Myślę, że uprali się na niego ze względu na wzrost i aspekty siłowe. Lech w zeszłym sezonie był za bardzo kurduplowaty, co było problemem przy SFG. Dodaj do tego van der Harta, który ponoć nie jest zbyt mocny w tym aspeckie i wychodzi nam, że te dodatkowe cm w polu karnym będą bardzo potrzebne. A podobno Karlo bardzo dobrze gra głową też w ataku, więc liczę, że da nam trochę radości przy idealnych wrzutkach Jevticia.
A swoją drogą, z dużym rozrzewnieniem wspominam Tomka Bandrowskiego. Sezony 08/09 i 09/10 naprawdę były w jego wykonaniu świetne. Czasem zastanawia mnie jak mocno zapomniany został, a miał spory wpływ na mistrzostwo. Jedna z lepszych 6/8 w XXI wieku. Dziś sprawdziłem jego profil. Od 4 lat na emeryturze piłkarskiej, a facet ma dopiero 34 lata!

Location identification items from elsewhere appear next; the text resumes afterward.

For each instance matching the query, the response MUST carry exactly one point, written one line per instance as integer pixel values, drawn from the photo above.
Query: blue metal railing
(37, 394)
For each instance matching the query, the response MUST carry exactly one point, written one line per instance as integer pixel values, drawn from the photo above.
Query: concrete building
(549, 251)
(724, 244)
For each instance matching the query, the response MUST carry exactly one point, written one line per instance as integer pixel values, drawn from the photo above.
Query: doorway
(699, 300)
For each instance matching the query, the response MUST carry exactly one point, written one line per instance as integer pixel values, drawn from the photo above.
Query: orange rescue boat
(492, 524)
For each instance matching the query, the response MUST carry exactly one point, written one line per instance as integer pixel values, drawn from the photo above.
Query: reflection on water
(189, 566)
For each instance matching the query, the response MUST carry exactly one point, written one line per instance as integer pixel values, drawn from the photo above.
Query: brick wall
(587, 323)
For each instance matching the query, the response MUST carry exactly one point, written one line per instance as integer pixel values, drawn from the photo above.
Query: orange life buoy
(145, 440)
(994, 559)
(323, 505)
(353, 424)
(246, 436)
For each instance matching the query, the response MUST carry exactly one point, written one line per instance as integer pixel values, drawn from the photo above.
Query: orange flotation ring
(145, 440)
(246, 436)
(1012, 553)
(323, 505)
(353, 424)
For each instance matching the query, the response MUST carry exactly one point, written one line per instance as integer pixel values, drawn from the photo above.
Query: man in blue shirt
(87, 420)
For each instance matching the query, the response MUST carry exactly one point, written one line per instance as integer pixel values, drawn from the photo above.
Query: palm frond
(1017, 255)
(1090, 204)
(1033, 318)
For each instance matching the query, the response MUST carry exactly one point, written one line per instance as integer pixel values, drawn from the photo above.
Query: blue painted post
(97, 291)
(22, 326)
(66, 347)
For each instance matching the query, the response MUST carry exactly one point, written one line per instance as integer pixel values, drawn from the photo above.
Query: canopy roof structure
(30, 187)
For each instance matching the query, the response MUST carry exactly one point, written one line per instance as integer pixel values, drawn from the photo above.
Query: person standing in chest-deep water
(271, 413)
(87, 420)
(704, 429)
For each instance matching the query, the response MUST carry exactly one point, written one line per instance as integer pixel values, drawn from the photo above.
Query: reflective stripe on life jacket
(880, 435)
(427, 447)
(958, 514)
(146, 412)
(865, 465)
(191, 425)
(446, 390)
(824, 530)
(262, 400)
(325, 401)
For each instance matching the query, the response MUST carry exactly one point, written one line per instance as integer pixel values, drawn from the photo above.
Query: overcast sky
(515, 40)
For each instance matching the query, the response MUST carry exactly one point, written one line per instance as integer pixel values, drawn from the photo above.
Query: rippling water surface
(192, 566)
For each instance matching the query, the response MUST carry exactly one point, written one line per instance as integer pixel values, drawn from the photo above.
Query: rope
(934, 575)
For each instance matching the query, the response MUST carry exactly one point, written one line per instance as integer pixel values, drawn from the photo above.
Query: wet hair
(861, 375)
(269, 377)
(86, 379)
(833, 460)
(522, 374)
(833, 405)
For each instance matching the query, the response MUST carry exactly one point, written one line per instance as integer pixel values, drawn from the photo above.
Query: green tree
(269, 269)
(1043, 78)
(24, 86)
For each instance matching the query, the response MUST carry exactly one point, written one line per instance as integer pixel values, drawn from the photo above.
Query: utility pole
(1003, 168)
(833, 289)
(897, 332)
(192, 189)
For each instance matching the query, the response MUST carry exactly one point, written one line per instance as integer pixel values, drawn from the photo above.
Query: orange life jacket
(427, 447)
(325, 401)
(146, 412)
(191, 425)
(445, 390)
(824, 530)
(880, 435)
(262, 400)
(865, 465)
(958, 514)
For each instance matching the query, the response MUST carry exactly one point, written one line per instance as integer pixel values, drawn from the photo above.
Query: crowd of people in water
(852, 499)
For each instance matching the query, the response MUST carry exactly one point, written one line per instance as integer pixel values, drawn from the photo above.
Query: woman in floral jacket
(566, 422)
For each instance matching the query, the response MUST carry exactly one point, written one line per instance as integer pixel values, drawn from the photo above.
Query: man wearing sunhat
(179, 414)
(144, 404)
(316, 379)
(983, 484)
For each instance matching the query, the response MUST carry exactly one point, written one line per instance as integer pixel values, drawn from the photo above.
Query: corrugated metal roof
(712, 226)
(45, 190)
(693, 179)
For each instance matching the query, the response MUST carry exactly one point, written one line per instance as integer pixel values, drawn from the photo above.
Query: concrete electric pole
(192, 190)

Szkoda, że zdrowie nie pozwoliło mu dłużej pograć, gdyby było lepsze, pewnie dalej by kopał minimum na poziomie esy.
Wzrost i siła to na pewno atuty Muhara ale myślę, że znalezienie kogoś kto potrafi jeszcze zrobić coś ciekawego z piłką nie było ponad możliwości Lecha.
Co do Bandrowskiego, któż nie ma do niego sentymentu?
Każdy z naszych zawodników ma jakieś mankamenty i Amaral też ale jak pokazały pierwsze mecze o pierwszą jedenastkę nie będzie mu wcale tak łatwo, a to na pewno dla niego na plus bo będzie musiała powalczyć i pokazać coś więcej, bo mam wrażenie, ze jest typem zawodnika który jak coś dostaje na tacy to wówczas mało daje od siebie. Amaral ma tą nietuzinkowość, że czasem zagra coś nietuzinkowego, coś na przełamanie co może być przydatne w meczach w których drużynie nie idzie.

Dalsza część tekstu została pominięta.